Multi-threading has always been a pain. The biggest problem, deadlock, I’ve found to be reasonably easy to deal with, mostly because when they occur the application is stalled in a specific place and you can rewrite it to prevent it from reaching that state. Not always easy but doable. Throughout the years however, no matter how many multi-threaded applications I’ve written, occassionally some strange race condition pops up, often related to some undocumented behaviour of a component I’m using. And the typical problems are usually there: hard to reproduce and identify and most of the time even harder to validate that it has actually been completely fixed afterwards. Everything just gets harder, like writing good unit-tests to validate multi-threading behaviour for instance.
But that was not such an incredible problem, because most applications running on standard machines (either desktop or server) didn’t really need to maximize on multi-threading. Most of it was done out of convenience, such as dividing the GUI and application work between threads so that the GUI would stay responsive, display a progress bar or even allow cancelling during long operations. But that will change with the increased performance on processors coming from additional cores instead of additional speed of the single core itself. If one of your applications is running too slowly and you upgrade your ~3GHz machine to a brand-new dual-core ~3GHz machine, the old applications will run at approximately the same speed.

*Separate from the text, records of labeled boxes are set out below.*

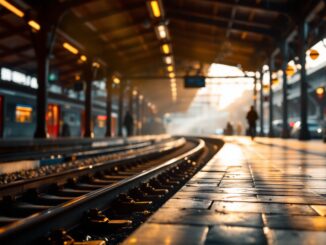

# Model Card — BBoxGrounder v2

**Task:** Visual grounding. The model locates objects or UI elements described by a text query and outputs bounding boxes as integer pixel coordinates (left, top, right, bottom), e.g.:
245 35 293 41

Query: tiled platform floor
124 137 326 245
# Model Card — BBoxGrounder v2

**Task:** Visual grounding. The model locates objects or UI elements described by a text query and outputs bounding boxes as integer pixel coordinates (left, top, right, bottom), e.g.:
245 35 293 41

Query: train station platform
123 137 326 245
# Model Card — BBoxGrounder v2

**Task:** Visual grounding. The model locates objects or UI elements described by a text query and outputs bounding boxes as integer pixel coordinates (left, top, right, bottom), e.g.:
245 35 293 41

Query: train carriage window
16 105 33 123
97 115 107 128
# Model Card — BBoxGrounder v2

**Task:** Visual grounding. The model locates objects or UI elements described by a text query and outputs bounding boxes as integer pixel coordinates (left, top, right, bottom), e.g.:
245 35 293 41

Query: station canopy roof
0 0 325 111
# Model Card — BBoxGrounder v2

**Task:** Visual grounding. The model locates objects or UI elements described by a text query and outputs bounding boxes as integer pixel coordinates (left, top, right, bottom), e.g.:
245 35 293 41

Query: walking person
123 111 134 137
247 106 259 140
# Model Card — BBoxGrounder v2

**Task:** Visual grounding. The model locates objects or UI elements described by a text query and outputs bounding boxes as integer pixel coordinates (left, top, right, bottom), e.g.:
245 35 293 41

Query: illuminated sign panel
16 105 33 123
184 76 206 88
0 68 38 89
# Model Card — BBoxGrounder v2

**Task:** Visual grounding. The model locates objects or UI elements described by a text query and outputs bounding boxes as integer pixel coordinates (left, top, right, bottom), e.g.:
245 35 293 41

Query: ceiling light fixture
155 25 168 39
149 0 161 18
0 0 25 18
62 42 79 54
28 20 41 31
164 56 172 65
166 65 173 72
162 43 171 54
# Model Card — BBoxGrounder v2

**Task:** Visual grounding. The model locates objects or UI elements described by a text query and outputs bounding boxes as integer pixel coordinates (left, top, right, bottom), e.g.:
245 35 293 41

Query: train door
0 95 4 138
46 104 60 138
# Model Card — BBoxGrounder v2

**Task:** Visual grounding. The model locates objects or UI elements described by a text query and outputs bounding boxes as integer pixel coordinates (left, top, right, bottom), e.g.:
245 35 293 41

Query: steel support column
281 41 290 139
32 15 59 138
128 84 134 116
118 80 125 137
135 95 141 135
105 76 112 137
253 76 257 110
84 61 93 138
268 57 274 137
298 22 310 140
259 71 265 136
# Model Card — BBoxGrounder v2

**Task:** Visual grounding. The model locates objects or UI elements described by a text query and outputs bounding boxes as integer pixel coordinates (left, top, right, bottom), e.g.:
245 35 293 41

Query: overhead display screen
184 76 206 88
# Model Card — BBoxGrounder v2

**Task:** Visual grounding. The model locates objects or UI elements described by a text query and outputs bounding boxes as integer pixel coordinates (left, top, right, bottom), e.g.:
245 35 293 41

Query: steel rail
0 136 166 164
0 140 205 244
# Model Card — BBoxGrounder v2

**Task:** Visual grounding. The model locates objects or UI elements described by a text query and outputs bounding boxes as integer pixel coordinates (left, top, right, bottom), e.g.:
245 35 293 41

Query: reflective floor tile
264 228 326 245
163 198 212 209
263 203 317 216
211 202 265 213
122 224 208 245
205 226 267 245
264 215 326 231
149 208 263 227
258 195 326 205
311 205 326 216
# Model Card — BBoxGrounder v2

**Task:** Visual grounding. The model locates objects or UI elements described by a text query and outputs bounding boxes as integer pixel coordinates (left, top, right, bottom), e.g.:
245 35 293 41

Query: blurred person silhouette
224 122 233 135
246 106 259 140
123 111 134 136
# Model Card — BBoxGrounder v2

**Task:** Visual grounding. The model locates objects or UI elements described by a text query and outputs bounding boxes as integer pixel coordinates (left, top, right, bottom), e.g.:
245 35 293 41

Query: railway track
0 137 172 185
0 138 220 244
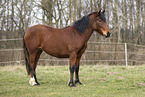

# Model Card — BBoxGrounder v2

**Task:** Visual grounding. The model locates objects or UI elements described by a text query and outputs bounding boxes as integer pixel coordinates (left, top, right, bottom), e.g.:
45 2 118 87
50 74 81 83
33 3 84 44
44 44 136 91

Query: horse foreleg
29 51 42 86
68 53 77 87
75 57 82 85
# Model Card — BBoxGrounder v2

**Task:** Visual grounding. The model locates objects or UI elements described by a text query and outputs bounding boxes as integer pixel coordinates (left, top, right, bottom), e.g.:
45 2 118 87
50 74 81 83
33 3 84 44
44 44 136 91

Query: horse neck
82 26 93 42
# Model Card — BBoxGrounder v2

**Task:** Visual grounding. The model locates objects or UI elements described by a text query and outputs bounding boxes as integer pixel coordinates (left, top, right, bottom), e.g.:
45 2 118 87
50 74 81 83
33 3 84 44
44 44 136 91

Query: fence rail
0 38 145 66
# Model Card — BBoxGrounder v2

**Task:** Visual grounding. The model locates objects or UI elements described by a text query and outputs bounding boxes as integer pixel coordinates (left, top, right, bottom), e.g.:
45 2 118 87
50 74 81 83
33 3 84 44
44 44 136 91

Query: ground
0 65 145 97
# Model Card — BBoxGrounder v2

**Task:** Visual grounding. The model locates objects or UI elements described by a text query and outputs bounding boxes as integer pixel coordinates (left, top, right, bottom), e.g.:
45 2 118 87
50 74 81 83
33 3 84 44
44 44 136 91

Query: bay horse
23 10 110 87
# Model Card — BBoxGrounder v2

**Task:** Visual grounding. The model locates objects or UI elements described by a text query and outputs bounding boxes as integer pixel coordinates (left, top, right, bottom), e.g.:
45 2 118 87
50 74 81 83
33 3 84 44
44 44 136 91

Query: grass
0 65 145 97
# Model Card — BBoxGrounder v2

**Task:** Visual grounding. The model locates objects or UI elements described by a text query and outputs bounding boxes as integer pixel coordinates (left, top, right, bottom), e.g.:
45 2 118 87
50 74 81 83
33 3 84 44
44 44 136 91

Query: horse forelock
73 15 89 33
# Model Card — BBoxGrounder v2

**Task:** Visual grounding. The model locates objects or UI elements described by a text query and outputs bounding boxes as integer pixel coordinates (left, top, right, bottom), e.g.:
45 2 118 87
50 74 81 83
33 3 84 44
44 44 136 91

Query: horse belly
44 45 69 58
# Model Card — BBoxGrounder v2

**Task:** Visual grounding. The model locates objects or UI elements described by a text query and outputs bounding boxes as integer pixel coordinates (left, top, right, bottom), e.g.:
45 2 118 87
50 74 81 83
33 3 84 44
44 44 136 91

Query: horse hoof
29 77 40 86
68 82 76 87
75 80 82 85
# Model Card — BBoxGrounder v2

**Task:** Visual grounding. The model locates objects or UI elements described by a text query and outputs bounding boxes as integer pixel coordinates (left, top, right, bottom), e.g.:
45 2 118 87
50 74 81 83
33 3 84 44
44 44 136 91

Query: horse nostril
107 32 110 37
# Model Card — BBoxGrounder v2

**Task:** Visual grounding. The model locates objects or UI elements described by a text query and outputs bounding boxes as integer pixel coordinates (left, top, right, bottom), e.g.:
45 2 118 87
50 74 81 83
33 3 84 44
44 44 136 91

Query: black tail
23 32 32 75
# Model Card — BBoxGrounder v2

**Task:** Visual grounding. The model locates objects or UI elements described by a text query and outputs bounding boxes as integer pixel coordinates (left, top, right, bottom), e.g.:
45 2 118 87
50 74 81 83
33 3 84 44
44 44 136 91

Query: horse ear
103 9 105 13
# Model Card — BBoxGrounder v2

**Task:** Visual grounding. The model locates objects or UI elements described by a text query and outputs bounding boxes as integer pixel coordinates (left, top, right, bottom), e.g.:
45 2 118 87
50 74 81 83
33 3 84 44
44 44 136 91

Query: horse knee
69 65 75 73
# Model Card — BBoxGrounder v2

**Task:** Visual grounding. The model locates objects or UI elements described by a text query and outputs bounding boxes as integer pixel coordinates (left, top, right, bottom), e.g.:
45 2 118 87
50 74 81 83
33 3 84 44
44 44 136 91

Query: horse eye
97 19 101 22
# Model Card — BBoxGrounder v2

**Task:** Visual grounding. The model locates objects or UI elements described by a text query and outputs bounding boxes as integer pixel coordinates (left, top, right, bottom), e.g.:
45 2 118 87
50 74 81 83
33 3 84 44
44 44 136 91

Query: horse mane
73 12 106 33
73 15 89 33
99 12 106 23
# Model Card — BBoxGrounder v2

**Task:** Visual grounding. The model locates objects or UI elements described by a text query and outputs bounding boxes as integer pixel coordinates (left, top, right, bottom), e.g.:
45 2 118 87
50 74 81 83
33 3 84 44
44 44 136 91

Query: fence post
125 43 128 66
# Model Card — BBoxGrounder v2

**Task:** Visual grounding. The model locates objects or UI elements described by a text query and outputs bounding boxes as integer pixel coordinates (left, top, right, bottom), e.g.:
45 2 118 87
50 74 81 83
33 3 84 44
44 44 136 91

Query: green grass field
0 65 145 97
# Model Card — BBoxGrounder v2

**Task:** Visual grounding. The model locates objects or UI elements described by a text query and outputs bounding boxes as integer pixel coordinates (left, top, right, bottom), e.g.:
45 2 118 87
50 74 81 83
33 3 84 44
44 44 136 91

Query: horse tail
23 32 32 75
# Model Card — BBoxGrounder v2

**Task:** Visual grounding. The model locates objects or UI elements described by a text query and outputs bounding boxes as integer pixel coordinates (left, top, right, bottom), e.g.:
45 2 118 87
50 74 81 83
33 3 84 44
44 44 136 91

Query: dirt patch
107 72 118 75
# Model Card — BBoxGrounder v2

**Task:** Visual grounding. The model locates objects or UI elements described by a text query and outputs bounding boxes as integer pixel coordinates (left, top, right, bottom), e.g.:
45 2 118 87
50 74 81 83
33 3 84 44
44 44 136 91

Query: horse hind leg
29 50 42 86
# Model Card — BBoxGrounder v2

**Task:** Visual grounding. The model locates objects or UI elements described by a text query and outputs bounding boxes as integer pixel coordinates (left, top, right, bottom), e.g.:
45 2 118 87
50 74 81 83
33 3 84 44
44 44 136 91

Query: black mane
99 12 106 22
73 12 106 33
73 15 89 33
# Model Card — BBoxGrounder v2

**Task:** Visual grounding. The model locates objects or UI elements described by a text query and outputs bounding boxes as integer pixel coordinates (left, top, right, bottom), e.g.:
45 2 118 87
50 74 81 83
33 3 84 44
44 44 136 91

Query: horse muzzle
104 32 111 38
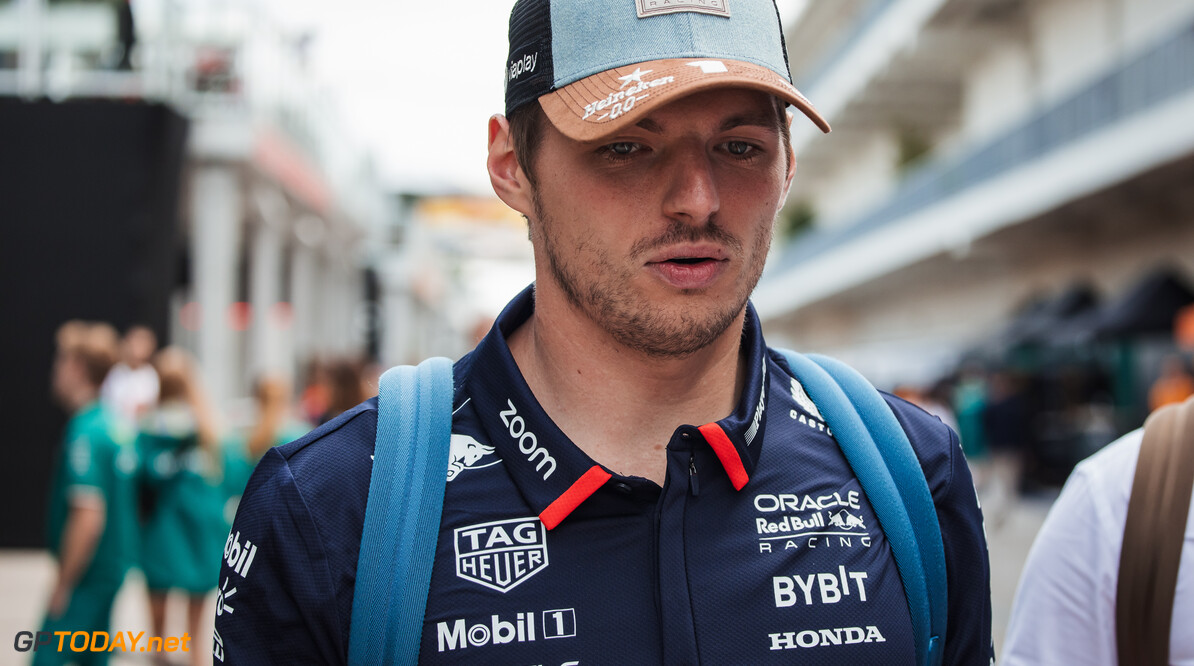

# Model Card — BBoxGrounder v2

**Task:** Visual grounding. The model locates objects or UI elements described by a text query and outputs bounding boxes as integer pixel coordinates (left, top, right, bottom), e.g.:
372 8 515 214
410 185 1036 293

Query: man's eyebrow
634 118 664 134
634 111 777 134
721 112 778 131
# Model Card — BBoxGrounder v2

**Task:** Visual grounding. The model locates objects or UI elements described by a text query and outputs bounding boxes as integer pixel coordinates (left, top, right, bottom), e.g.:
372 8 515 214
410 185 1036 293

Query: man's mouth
664 257 716 265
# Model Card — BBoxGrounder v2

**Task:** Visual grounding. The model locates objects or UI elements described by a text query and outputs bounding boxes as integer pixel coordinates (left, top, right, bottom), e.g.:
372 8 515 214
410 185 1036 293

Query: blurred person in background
1001 398 1194 666
983 370 1032 528
319 358 369 425
224 372 310 518
137 347 229 664
299 358 332 425
33 321 137 665
1149 353 1194 412
100 325 158 424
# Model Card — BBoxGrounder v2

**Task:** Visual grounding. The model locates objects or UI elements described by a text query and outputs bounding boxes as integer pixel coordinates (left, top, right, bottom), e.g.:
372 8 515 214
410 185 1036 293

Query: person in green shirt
33 321 137 665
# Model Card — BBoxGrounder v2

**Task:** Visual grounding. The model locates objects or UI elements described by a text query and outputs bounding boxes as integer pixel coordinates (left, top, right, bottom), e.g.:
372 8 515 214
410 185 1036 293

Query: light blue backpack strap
349 358 453 666
808 354 949 665
777 350 936 666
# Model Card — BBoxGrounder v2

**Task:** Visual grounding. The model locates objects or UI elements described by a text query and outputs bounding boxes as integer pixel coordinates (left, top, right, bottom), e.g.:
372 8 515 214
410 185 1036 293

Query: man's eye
726 141 755 156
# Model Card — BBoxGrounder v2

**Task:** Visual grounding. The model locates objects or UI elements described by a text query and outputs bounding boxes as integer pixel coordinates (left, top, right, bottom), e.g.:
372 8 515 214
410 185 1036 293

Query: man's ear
783 112 796 199
486 115 534 216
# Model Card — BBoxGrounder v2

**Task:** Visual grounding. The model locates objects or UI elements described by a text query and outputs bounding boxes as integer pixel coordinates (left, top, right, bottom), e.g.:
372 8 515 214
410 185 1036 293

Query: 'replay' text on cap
505 0 830 141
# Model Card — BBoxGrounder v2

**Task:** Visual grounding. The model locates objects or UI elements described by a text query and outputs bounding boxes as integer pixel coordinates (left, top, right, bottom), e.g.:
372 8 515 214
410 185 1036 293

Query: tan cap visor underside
538 58 830 141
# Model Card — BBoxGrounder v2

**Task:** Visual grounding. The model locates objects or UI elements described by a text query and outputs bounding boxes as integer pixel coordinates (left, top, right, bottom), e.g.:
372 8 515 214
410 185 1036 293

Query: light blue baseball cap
505 0 830 141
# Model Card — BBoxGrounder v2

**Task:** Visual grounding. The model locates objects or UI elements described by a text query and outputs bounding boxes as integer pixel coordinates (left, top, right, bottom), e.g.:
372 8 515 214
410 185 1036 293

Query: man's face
50 351 85 407
531 90 794 357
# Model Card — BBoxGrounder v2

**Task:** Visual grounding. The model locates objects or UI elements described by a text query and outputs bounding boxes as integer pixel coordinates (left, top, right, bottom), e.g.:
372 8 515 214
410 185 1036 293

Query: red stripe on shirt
696 424 750 491
538 464 610 530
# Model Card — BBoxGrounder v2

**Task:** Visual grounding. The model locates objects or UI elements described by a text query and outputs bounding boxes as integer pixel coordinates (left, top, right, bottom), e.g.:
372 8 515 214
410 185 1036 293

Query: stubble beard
534 197 773 358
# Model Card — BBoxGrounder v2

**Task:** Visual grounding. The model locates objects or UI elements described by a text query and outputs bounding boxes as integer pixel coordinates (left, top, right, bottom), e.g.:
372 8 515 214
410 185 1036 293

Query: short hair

Software Transactional Memory can provide us developers with a tool that can make it easy to write applications that split up their tasks between multiple threads without introducing a large amount of complicated problems to watch out for (and end up with anyway). The concept is the same as with a database transaction: whenever you have a group of operations whose results you want to commit to memory atomically, just group them using a transactional memory construct. Inside the transaction, reading from a memory location yields the most recent write from inside the transaction and outside the transaction, for instance in another thread, the same read will yield the result of the most recent write from before the transaction was started.
Currently, transactional memory is still mostly in development at research labs. Some interesting papers to read on the subject are the original paper on Software Transactional Memory by Nir Shavit and Dan Touitou, Concurrent Programming Without Locks (which is a good introduction although a bit theoretical) by Tim Harris and Keir Fraser and Software Transactional Memory Should Not Be Obstruction-Free by Robert Ennals. The last two express some opposing views with regard to how transactional memory should be implemented.
Using such constructs, spawning a bunch of threads to work on the same problem will be a lot easier than it is now. Although designing your software so that the tasks can effectively be broken up into separate tasks is still something you will have to figure out yourself. But that’s a different story.